Nolen and his friends pooled their resources in 1957 to purchase a P-51 Mustang named Red Nose. Soon thereafter, they came to realize that only a handful of World War II-era aircraft remained. America produced nearly 300,000. Of those aircraft survived 15 years later but most had either been decommissioned, stripped for parts, abandoned or scrapped without anyone from either Air Force or Navy attempting to save them.

By 1960, the group started actively searching for other WWII aircraft but quickly discovered that few remained flying condition. Thus in 1961, the CAF was established as a non-profit Texas corporation to restore and preserve WW2-era combat aircraft.

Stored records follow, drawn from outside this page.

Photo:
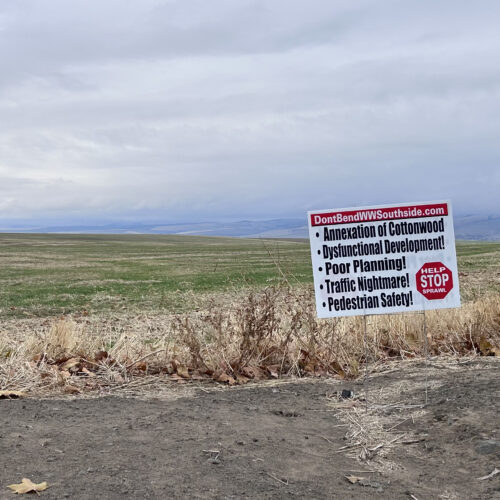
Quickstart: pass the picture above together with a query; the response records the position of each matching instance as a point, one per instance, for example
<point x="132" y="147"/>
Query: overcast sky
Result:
<point x="203" y="109"/>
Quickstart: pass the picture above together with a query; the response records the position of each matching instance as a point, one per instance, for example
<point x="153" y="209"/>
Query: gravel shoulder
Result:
<point x="281" y="439"/>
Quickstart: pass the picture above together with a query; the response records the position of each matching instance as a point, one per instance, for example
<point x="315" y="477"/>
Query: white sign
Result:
<point x="384" y="259"/>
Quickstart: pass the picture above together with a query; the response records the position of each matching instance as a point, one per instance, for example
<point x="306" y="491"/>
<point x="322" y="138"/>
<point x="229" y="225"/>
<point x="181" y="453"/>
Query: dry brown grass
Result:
<point x="265" y="334"/>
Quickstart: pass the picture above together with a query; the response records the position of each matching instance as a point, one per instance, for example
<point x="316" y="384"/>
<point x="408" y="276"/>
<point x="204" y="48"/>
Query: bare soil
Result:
<point x="283" y="439"/>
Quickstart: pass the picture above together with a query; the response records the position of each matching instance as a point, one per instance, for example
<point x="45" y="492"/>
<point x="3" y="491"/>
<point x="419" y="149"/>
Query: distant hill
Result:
<point x="469" y="227"/>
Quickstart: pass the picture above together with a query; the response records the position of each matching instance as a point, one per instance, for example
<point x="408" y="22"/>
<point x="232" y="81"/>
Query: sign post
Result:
<point x="384" y="259"/>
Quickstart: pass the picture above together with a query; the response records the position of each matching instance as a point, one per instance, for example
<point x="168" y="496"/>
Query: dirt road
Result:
<point x="285" y="439"/>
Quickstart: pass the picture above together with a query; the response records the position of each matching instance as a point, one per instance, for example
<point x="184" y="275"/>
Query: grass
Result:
<point x="51" y="275"/>
<point x="48" y="275"/>
<point x="84" y="312"/>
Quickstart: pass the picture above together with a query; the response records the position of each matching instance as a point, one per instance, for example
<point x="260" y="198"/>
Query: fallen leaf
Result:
<point x="253" y="372"/>
<point x="241" y="379"/>
<point x="11" y="394"/>
<point x="225" y="378"/>
<point x="27" y="486"/>
<point x="71" y="389"/>
<point x="490" y="475"/>
<point x="355" y="479"/>
<point x="70" y="363"/>
<point x="182" y="371"/>
<point x="274" y="370"/>
<point x="101" y="355"/>
<point x="87" y="372"/>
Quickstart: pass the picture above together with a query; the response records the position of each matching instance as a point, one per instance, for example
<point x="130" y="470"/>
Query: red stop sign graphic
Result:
<point x="434" y="280"/>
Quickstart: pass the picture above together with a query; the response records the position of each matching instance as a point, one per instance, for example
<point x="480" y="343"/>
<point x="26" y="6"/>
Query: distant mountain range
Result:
<point x="469" y="227"/>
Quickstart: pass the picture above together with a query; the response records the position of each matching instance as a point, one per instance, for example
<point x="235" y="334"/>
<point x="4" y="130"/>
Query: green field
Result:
<point x="46" y="275"/>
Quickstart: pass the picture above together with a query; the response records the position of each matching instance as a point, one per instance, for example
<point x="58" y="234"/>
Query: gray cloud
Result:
<point x="194" y="109"/>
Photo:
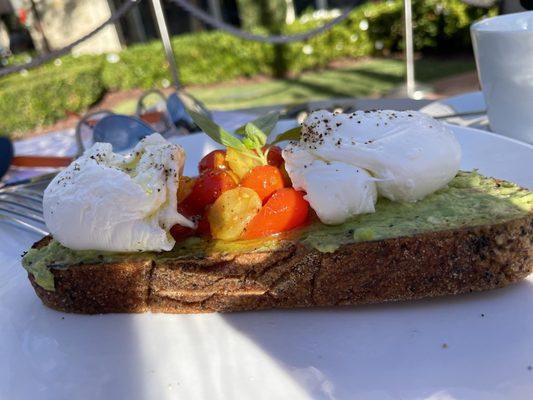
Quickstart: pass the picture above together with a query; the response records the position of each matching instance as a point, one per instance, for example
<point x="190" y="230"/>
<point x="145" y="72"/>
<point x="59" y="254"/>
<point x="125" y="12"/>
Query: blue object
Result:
<point x="6" y="155"/>
<point x="122" y="131"/>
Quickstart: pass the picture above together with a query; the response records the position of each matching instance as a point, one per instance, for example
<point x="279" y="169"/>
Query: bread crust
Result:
<point x="426" y="265"/>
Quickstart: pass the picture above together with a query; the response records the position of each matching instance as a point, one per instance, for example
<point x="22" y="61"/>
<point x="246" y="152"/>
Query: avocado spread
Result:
<point x="469" y="200"/>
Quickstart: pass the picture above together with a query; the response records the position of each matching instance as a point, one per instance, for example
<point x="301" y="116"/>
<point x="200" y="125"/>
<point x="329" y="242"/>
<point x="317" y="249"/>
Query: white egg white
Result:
<point x="107" y="201"/>
<point x="409" y="154"/>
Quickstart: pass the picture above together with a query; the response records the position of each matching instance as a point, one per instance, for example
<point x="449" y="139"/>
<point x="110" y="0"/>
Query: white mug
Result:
<point x="503" y="47"/>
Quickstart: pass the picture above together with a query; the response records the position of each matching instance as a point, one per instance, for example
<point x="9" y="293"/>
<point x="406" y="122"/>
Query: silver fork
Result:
<point x="21" y="204"/>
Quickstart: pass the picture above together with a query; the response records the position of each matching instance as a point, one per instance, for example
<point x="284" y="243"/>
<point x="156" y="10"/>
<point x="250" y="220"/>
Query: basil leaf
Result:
<point x="216" y="132"/>
<point x="255" y="134"/>
<point x="291" y="134"/>
<point x="249" y="143"/>
<point x="264" y="123"/>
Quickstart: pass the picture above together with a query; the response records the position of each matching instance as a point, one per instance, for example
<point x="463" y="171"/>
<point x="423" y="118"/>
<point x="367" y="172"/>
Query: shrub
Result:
<point x="202" y="58"/>
<point x="43" y="97"/>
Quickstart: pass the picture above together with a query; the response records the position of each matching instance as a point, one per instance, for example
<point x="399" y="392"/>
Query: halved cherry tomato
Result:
<point x="231" y="213"/>
<point x="274" y="155"/>
<point x="265" y="180"/>
<point x="286" y="178"/>
<point x="241" y="162"/>
<point x="203" y="224"/>
<point x="207" y="188"/>
<point x="285" y="210"/>
<point x="214" y="160"/>
<point x="185" y="186"/>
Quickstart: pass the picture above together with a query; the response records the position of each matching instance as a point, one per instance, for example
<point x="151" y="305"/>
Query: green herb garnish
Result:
<point x="254" y="134"/>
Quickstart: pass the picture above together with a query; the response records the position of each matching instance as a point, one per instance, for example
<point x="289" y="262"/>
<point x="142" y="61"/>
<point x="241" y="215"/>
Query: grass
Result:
<point x="373" y="77"/>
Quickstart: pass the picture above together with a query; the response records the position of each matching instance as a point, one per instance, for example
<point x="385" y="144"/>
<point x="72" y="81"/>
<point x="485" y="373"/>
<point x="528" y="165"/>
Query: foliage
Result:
<point x="43" y="95"/>
<point x="42" y="98"/>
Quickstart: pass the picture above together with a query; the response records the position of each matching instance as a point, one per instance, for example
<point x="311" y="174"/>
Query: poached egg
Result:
<point x="407" y="155"/>
<point x="112" y="202"/>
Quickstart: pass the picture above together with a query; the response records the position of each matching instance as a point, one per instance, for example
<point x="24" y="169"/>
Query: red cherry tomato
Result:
<point x="207" y="188"/>
<point x="286" y="209"/>
<point x="214" y="160"/>
<point x="274" y="155"/>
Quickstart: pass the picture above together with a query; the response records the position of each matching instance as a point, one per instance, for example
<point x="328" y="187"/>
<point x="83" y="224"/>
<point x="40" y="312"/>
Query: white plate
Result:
<point x="477" y="346"/>
<point x="462" y="103"/>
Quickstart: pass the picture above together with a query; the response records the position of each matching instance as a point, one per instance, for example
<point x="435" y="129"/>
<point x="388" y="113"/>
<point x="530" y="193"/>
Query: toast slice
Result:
<point x="475" y="235"/>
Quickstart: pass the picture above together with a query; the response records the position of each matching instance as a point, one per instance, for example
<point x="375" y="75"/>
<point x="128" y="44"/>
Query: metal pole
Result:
<point x="409" y="50"/>
<point x="214" y="8"/>
<point x="165" y="38"/>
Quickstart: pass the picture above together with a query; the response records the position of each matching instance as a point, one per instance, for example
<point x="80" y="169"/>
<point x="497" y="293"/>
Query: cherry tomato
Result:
<point x="207" y="188"/>
<point x="286" y="209"/>
<point x="204" y="228"/>
<point x="265" y="180"/>
<point x="274" y="155"/>
<point x="185" y="186"/>
<point x="214" y="160"/>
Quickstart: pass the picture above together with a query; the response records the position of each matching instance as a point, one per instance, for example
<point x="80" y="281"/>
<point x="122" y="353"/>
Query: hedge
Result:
<point x="46" y="98"/>
<point x="43" y="95"/>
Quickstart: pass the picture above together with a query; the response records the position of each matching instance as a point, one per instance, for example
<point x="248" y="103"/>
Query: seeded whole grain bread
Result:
<point x="425" y="265"/>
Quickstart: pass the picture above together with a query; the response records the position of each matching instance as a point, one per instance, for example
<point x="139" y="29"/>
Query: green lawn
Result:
<point x="372" y="77"/>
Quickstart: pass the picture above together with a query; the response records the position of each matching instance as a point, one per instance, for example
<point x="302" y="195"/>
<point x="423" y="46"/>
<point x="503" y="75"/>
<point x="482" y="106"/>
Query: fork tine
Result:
<point x="23" y="194"/>
<point x="23" y="224"/>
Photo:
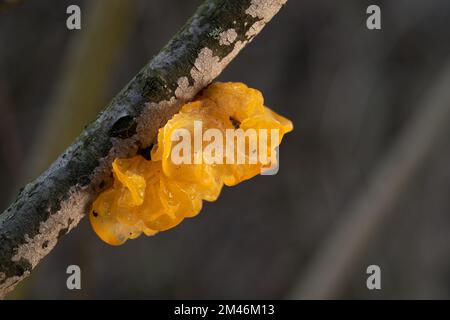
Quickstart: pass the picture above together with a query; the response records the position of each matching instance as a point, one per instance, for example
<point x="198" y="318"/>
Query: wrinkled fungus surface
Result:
<point x="154" y="195"/>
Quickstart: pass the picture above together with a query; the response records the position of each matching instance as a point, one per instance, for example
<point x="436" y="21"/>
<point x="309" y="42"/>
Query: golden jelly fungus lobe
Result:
<point x="218" y="136"/>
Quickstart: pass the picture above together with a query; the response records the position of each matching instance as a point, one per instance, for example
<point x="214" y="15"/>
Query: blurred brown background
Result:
<point x="350" y="93"/>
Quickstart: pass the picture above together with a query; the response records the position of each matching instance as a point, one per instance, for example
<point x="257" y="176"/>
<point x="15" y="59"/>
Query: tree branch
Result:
<point x="54" y="203"/>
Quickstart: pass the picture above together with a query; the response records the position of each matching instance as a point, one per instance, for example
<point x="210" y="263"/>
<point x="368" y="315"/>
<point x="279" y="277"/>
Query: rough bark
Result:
<point x="55" y="202"/>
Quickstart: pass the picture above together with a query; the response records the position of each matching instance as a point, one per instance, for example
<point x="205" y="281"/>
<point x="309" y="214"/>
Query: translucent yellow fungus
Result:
<point x="155" y="195"/>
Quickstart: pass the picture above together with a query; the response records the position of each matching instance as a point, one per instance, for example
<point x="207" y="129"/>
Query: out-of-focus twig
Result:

Today, the CAF comprises an international network of wings and squadrons in both the United States and three foreign countries; each maintains a fleet of historic aircraft for preservation purposes. As one of the premier aviation preservation organizations worldwide, their headquarters can be found in Midland, Texas.

In 1991, the CAF’s national headquarters and Airpower Museum opened. Today it stands as one of the most diverse warbird collections worldwide with 165 classic military aircraft from each branch of US Armed Forces.

The CAF’s mission is to acquire, restore and preserve in flying condition an extensive collection of fighter aircraft used by all branches of the United States Armed Forces as well as select international nations during pivotal moments in American military aviation history. 

They operate as a non-profit tax-exempt organization supported by members and donors – an all-volunteer organization open to men and women aged 18+ who become known as Colonels.